In the only study of the risk of advanced neoplasia on follow-up colonoscopy,28 patients with advanced neoplasia and proximal serrated polyps at baseline examination were twice as likely to have advanced neoplasia during subsequent surveillance than those with only advanced neoplasia at baseline examination.28
Therefore, it seems clear that the presence of large or proximal serrated polyps or serrated neoplasms predicts the presence of synchronous and likely metachronous advanced neoplasms.

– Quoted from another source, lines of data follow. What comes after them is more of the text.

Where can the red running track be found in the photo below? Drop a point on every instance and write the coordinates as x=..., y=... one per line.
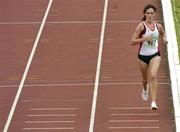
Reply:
x=58, y=91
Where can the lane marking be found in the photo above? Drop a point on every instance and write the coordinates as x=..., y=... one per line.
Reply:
x=51, y=109
x=133, y=127
x=74, y=84
x=98, y=68
x=145, y=114
x=51, y=115
x=39, y=122
x=116, y=121
x=68, y=22
x=51, y=128
x=129, y=108
x=11, y=113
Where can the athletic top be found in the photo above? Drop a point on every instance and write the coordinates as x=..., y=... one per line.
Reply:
x=146, y=47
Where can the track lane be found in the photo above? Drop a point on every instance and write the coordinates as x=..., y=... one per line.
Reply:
x=120, y=107
x=66, y=54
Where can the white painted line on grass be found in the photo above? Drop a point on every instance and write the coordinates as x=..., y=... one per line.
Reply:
x=98, y=68
x=11, y=113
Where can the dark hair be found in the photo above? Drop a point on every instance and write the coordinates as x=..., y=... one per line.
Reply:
x=149, y=6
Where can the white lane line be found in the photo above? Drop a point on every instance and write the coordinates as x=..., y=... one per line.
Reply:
x=98, y=68
x=76, y=84
x=129, y=108
x=50, y=128
x=39, y=122
x=52, y=115
x=116, y=121
x=133, y=127
x=51, y=109
x=146, y=114
x=68, y=22
x=27, y=69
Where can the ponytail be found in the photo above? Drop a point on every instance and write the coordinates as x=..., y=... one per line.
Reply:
x=144, y=18
x=146, y=8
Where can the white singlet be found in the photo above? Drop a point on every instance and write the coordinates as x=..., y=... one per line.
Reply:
x=148, y=48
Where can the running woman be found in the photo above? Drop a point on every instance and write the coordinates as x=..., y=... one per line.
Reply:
x=146, y=35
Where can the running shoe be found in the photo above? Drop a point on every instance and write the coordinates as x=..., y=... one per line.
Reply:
x=154, y=106
x=145, y=94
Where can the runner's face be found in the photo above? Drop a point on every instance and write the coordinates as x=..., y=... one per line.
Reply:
x=150, y=14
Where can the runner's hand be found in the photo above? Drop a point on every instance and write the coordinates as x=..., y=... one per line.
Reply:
x=148, y=37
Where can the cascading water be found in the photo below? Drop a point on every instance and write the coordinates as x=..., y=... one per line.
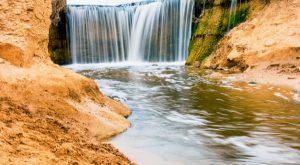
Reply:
x=148, y=31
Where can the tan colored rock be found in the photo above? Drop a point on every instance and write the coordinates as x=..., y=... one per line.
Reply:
x=49, y=115
x=270, y=36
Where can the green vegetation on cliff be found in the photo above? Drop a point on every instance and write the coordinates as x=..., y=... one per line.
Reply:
x=215, y=20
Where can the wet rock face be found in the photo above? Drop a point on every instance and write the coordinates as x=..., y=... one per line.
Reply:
x=268, y=41
x=212, y=20
x=58, y=45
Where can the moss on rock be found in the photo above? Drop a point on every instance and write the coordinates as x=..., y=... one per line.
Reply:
x=214, y=22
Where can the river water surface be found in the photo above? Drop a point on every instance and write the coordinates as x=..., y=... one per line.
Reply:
x=180, y=117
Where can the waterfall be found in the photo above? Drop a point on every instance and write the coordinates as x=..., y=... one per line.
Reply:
x=147, y=31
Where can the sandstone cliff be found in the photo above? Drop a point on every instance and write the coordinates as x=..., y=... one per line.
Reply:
x=49, y=115
x=212, y=20
x=266, y=47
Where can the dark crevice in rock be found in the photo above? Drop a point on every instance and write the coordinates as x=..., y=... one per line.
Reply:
x=58, y=45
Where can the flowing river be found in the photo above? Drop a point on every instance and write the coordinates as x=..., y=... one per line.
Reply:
x=180, y=117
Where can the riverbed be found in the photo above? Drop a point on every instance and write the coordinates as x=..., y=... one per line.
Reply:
x=181, y=117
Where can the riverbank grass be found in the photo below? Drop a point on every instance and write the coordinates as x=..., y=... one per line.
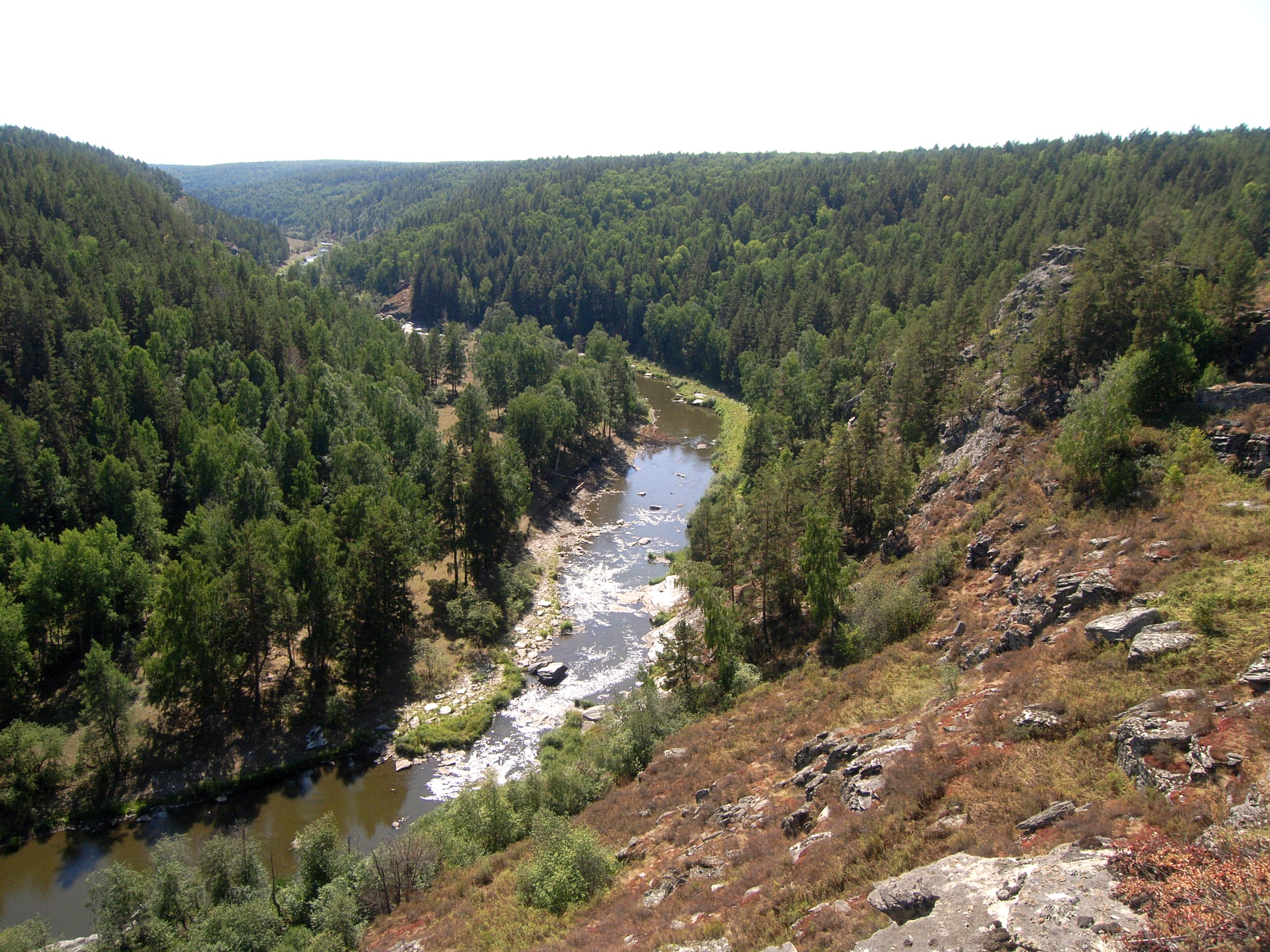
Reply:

Guidelines for postpolypectomy surveillance for individuals with serrated lesions of the colon have recently been published.25 Patients with large serrated lesions (≥ 10 mm) or an advanced serrated lesion (a sessile serrated polyp with or without cytologic dysplasia or a traditional serrated adenoma) should be followed closely. Patients with small (< 10-mm) rectosigmoid hyperplastic polyps should be followed as average-risk patients. If a patient with a sessile serrated polyp also has adenomas, the surveillance interval should be the shortest interval recommended for either lesion.29
SURVEILLANCE FOR OUR PATIENT
In our patient, given the number, size, and histologic features of the polyps found, surveillance colonoscopy should be considered in 5 years. Although the clinical significance of the serrated pathway to colorectal cancer cannot be argued, further study is required to understand the lifetime risk to patients with serrated neoplasms and the optimal surveillance interval.